Over the last ten years, I have discovered a strange and growing phenomenon. While film reviews mostly tend to junk the film, with books, it is the opposite.
As a result, I have ended up buying many bad books and not seeing many good films. More fool I.
Top secret
Few people know my little secret, but I started my journalism career as a film critic for the Free Press Bulletin of Mumbai. Thrice a week, I had to watch English films from 10.30 a.m. and then write 200 word reviews about them for the afternoon paper. Bliss it was to be alive for those 12 short weeks of February-April 1980. I must have broken the tender heart of many a distributor.
Then, in July, I joined The Eastern Economist . Having worked in publishing for five years before I joined the Free Press , I first tried my hand at book reviews.

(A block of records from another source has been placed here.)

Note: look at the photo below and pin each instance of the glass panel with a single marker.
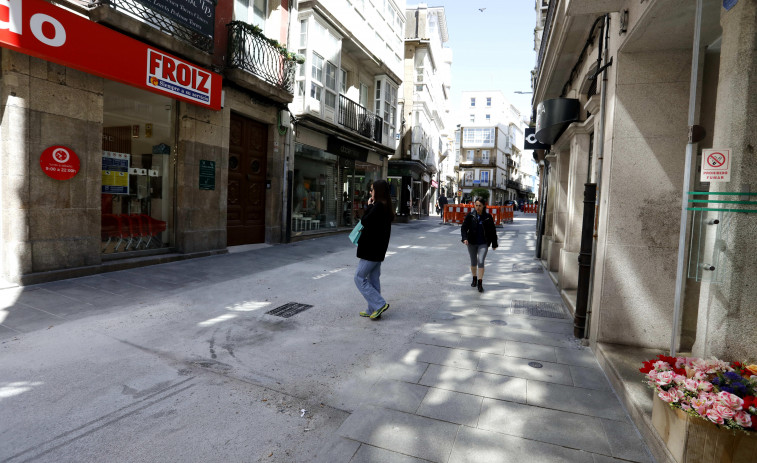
(137, 187)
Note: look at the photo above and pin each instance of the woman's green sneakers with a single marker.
(378, 313)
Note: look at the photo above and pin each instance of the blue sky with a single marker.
(491, 50)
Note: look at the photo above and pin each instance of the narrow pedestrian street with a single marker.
(181, 362)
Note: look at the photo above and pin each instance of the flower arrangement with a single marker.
(720, 392)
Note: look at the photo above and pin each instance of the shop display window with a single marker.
(137, 190)
(315, 197)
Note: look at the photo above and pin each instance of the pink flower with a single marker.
(705, 386)
(743, 419)
(714, 416)
(668, 396)
(724, 411)
(731, 401)
(691, 385)
(701, 404)
(665, 377)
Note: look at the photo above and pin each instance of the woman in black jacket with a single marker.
(372, 246)
(478, 234)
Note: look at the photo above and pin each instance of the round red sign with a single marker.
(59, 162)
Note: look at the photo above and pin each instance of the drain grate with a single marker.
(289, 309)
(528, 267)
(537, 309)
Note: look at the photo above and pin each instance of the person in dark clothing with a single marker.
(442, 201)
(372, 246)
(478, 233)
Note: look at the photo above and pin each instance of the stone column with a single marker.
(728, 311)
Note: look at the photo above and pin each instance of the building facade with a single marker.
(490, 142)
(629, 101)
(423, 107)
(131, 131)
(345, 108)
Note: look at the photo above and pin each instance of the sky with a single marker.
(491, 49)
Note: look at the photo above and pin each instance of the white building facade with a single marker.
(345, 108)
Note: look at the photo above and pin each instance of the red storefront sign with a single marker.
(40, 29)
(59, 162)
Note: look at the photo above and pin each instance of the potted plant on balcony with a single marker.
(704, 409)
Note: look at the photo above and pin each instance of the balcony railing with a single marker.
(164, 24)
(545, 35)
(253, 52)
(358, 118)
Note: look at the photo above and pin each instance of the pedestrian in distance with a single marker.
(372, 246)
(478, 233)
(441, 202)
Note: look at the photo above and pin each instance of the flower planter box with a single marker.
(693, 440)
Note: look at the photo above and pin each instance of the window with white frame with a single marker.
(480, 136)
(316, 75)
(251, 11)
(330, 83)
(484, 177)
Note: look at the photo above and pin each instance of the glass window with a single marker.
(317, 68)
(316, 199)
(137, 187)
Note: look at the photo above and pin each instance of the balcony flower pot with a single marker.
(704, 410)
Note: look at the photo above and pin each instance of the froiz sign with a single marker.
(43, 30)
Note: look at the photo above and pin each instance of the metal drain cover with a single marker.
(289, 309)
(528, 267)
(537, 309)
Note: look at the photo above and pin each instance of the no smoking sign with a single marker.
(716, 165)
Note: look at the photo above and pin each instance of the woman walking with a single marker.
(478, 234)
(372, 246)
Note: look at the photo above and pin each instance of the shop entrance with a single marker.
(245, 213)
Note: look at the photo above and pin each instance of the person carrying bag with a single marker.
(478, 233)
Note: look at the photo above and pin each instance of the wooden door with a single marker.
(245, 216)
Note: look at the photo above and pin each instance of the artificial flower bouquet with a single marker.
(714, 390)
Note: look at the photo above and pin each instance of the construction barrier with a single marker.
(455, 213)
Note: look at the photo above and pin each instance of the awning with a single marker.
(554, 116)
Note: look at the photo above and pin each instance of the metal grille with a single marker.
(528, 267)
(160, 22)
(250, 50)
(289, 309)
(537, 309)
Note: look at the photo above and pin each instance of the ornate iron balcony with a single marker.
(164, 24)
(357, 118)
(253, 52)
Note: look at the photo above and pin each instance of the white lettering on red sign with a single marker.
(177, 77)
(15, 24)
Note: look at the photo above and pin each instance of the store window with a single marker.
(136, 188)
(315, 200)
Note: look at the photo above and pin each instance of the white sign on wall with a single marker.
(716, 165)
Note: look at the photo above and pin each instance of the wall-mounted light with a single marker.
(623, 22)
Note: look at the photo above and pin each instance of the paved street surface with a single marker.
(180, 362)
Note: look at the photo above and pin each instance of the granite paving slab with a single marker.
(520, 368)
(480, 446)
(455, 407)
(400, 432)
(545, 425)
(601, 404)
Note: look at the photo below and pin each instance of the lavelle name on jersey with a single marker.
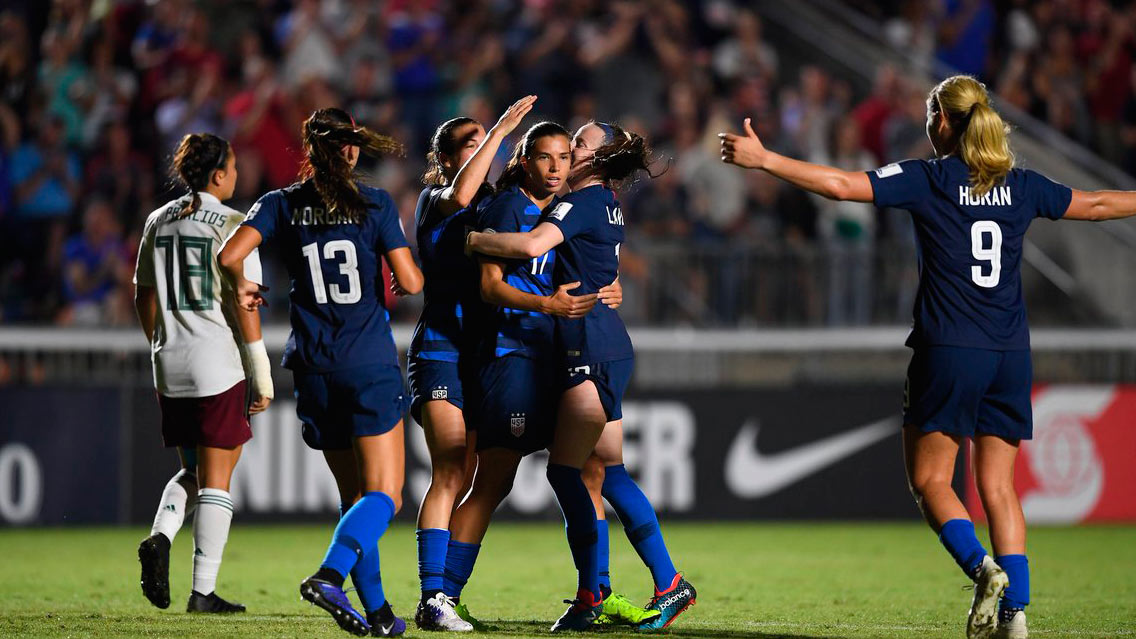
(312, 216)
(997, 196)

Swaminathan Aiyar was the editor and, after some months, told me this was the first he was hearing that book reviews sold journals.
I was suitably crushed.
My next editor, the venerable Mr N. S. Jagannathan of the Financial Express , read books like others drink water. But he read only the good books; The bad ones he gave me to review.

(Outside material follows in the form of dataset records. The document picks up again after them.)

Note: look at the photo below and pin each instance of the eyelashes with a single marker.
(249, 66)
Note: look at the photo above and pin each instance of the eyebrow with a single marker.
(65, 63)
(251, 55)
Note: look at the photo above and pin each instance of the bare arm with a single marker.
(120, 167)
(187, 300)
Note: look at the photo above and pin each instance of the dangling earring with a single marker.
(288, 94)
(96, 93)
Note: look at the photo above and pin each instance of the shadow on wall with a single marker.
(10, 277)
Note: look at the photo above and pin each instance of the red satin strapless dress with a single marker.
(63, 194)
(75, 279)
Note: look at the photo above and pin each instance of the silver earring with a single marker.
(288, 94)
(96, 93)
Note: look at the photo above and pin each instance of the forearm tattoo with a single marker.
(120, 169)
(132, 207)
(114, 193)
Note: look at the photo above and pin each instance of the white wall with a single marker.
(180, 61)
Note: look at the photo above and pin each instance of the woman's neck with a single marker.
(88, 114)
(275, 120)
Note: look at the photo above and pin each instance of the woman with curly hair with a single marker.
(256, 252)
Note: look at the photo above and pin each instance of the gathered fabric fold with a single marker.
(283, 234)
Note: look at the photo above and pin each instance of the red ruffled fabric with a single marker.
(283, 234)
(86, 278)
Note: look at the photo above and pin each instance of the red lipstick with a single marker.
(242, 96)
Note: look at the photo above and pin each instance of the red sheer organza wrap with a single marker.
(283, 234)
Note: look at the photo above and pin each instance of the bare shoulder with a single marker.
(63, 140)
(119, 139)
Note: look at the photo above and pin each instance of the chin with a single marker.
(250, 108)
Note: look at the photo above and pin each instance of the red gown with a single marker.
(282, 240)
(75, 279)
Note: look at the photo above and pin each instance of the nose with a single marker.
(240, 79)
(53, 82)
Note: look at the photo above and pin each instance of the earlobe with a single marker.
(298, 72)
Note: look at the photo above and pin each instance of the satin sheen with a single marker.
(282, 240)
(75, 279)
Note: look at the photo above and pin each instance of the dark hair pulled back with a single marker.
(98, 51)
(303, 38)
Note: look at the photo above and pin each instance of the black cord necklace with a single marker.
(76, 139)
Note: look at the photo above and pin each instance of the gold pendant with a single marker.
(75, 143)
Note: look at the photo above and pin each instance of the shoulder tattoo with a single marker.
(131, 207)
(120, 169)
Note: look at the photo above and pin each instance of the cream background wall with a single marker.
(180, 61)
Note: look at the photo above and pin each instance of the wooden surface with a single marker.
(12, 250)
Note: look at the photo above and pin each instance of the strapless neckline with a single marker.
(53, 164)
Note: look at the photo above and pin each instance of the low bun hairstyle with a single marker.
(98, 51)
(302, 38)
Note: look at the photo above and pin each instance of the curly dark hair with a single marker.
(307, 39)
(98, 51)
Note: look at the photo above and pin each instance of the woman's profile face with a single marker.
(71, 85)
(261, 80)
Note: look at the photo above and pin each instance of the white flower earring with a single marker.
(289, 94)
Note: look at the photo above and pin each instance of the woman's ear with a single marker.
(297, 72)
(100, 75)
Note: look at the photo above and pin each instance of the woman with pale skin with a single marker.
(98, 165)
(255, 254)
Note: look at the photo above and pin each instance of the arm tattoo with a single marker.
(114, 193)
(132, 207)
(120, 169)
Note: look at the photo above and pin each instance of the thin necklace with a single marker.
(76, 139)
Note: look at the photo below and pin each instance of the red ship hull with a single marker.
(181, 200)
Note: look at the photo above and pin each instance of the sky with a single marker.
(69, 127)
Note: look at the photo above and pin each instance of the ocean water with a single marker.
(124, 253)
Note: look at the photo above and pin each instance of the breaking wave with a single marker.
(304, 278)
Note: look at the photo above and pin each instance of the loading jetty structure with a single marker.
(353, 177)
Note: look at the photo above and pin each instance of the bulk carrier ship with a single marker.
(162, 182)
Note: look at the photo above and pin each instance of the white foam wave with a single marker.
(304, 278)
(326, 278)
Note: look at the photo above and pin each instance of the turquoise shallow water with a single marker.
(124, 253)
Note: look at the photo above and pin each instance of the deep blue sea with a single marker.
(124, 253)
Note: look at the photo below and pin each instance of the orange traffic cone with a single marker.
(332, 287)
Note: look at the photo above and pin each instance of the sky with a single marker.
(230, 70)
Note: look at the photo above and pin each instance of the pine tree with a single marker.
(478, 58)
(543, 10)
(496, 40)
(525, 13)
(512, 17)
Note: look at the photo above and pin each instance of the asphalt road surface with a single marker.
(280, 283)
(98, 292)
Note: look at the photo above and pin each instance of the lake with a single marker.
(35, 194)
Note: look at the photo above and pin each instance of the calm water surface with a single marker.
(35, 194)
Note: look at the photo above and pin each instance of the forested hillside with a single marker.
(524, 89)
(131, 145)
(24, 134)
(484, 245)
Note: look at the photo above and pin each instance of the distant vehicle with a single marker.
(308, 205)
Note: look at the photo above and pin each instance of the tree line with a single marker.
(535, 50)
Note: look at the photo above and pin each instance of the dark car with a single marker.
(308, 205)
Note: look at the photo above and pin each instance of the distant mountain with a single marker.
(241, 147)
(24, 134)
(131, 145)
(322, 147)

The first book I reviewed was, by natural affinity, published by my boss at the publishing house where I had worked. I forget what I wrote, but he phoned to say that, like pilots, I should stay off alcohol for 12 hours before I wrote. Out of respect for his advice and a genuine affection for alcohol, I have seldom written a bad review since then. In part, this has also been on the principle, if the book is bad, why review it? If you are honest, you hurt the author and if you are dishonest you hurt the reader.
View as review?
One question no one has been able to answer is why a view is called a review. Since a review is an evaluation, it is assumed that the reviewer/evaluator is an expert.
But, except in academic journals, this is not the case in 99 out of a 100 times. Reason: Real experts behave like elephants in love: Much mulling and grunting, and the review comes after 20 months. But neither newspapers nor publishers want to wait that long. So, in a cruel perversion, books (and maybe also films) are mostly reviewed by those least equipped to do so.
In that sense, there is often an inverse relationship between the reviewer's expertise and his or her writing abilities, and the lack of expertise, as I have repeatedly demonstrated, need not be an hindrance to writing a review.
And this is where the problem arises because a good writer can, if he or she puts his or her mind to it, write a superb review (praising or condemning) by merely reading the jacket flap and the introduction. The more diligent read the conclusions also.
So beware of the good review. It could well be an excellent camouflage for the writers' ignorance and or laziness.